Однако Бурбоны волей-неволей должны были сейчас же после Ватерлоо и после своего вторичного возвращения летом 1815 года на престол не только воздержаться от повешения обоих герцогов, — как Беневентского, так и Отрантского, — но и призвать их к управлению Францией. Поэт и идеолог дворянско-клерикальной реакции в тот момент, Шатобриан не мог скрыть своей ярости при виде этих двух деятелей революции и империи, из которых на одном была кровь Людовика XVI и множества других, казненных в Лионе, а на другом — кровь герцога Энгиенского. Шатобриан был при дворе, когда хромой Талейран, под руку с Фуше, прошел в кабинет к королю: «Вдруг дверь открывается; молча входит Порок, опирающийся на Преступление, — господин Талейран, поддерживаемый господином Фуше; адское видение медленно проходит предо мною, проникает в кабинет короля и исчезает там».
II
В этом министерстве, в котором председателем совета министров был Талейран, а министром полиции Фуше, наполеоновский генерал Гувьон Сен-Сир стал военным министром; были и еще подобные назначения. Талейран ясно видел, что Бурбоны могут держаться, только если, махнув рукой на все свои обиды, примут революцию и империю как неизбывный и огромный исторический факт и откажутся от мечтаний о старом режиме. Но не менее ясно он вскоре увидел и другое: именно, что ни королевский брат и наследник Карл, ни дети этого Карла, ни целая туча вернувшихся во Францию эмигрантов ни за что с такой политикой не согласятся, что они «ничего не забыли и ничему не научились» (знаменитое словцо Талейрана о Бурбонах, неправильно приписываемое часто Александру I). Он увидел, что при дворе берет верх партия разъяренных и непримиримых дворянских и клерикальных реакционеров, находящихся под властью абсурдной, неисполнимой мечты об уничтожении всего, сделанного при революции и удержанного Наполеоном, то-есть, другими словами, они желают обращения страны, вступившей на путь торгово-промышленного развития, в страну феодально-дворянской монархии. Талейран понимал, что эта мечта совершенно неисполнима, что эти ультрароялисты могут бесноваться, как им угодно, но что всерьез начать ломать новую Францию, ломать учреждения, порядки, законы гражданские и уголовные, оставшиеся от революции и от Наполеона, даже только поставить открыто этот вопрос — возможно, лишь окончательно сойдя с ума. Однако он стал вскоре усматривать, что ультрароялисты и в самом деле как будто окончательно сходят с ума, — по крайней мере, утрачивают даже ту небольшую осторожность, какую проявляли еще в 1814 году.

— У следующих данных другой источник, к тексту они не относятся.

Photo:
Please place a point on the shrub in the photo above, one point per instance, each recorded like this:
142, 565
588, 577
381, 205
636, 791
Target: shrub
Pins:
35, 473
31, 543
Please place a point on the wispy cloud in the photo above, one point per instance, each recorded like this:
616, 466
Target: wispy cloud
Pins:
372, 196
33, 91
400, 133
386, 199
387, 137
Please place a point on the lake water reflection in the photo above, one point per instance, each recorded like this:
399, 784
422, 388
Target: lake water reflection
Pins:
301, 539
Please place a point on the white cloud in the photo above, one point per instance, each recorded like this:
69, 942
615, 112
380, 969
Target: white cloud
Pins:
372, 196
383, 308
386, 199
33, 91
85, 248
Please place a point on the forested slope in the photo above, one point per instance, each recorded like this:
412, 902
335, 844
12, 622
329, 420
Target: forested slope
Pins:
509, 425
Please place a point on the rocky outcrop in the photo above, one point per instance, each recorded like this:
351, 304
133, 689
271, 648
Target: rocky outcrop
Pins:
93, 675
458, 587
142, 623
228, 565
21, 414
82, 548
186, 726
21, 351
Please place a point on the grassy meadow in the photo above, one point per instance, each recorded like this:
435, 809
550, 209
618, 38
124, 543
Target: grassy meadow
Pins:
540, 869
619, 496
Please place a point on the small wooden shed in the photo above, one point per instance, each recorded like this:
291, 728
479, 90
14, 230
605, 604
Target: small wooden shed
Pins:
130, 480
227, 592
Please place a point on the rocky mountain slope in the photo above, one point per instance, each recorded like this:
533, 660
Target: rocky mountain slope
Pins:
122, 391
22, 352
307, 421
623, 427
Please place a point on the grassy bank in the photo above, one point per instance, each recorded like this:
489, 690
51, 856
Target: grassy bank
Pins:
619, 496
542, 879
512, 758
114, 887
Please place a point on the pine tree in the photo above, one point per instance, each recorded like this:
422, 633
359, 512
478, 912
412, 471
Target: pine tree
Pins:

Дело в том, что внезапное возвращение Наполеона в марте 1815 года, его стодневное царствование и его новое низвержение, — опять-таки произведенное не Францией, а исключительно новым нашествием союзных европейских армий, — все эти потрясающие события вывели дворянско-клерикальную реакцию из последнего равновесия. Они чувствовали себя жесточайше оскорбленными. Как мог безоружный человек среди полного спокойствия страны высадиться на южном берегу Франции и в три недели, непрерывно двигаясь к Парижу, не произведя ни единого выстрела, не пролив капли крови, отвоевать Францию у ее «законного» короля, прогнать этого короля за границу, снова сесть на престол и снова собрать громадную армию для войны со всей Европой? Кто был этот человек? Деспот, не снимавший с себя оружия в течение всего своего царствования, опустошивший страну рекрутскими наборами, узурпатор, ни с кем и ни с чем на свете не считавшийся, а главное — монарх, новое воцарение которого неминуемо должно было вызвать сейчас же новую, нескончаемую войну с Европой. И к ногам этого человека без разговоров, без попыток сопротивления, даже без попыток убеждений с его стороны, в марте 1815 года пала немедленно вся Франция, все крестьянство, вся армия, вся буржуазия.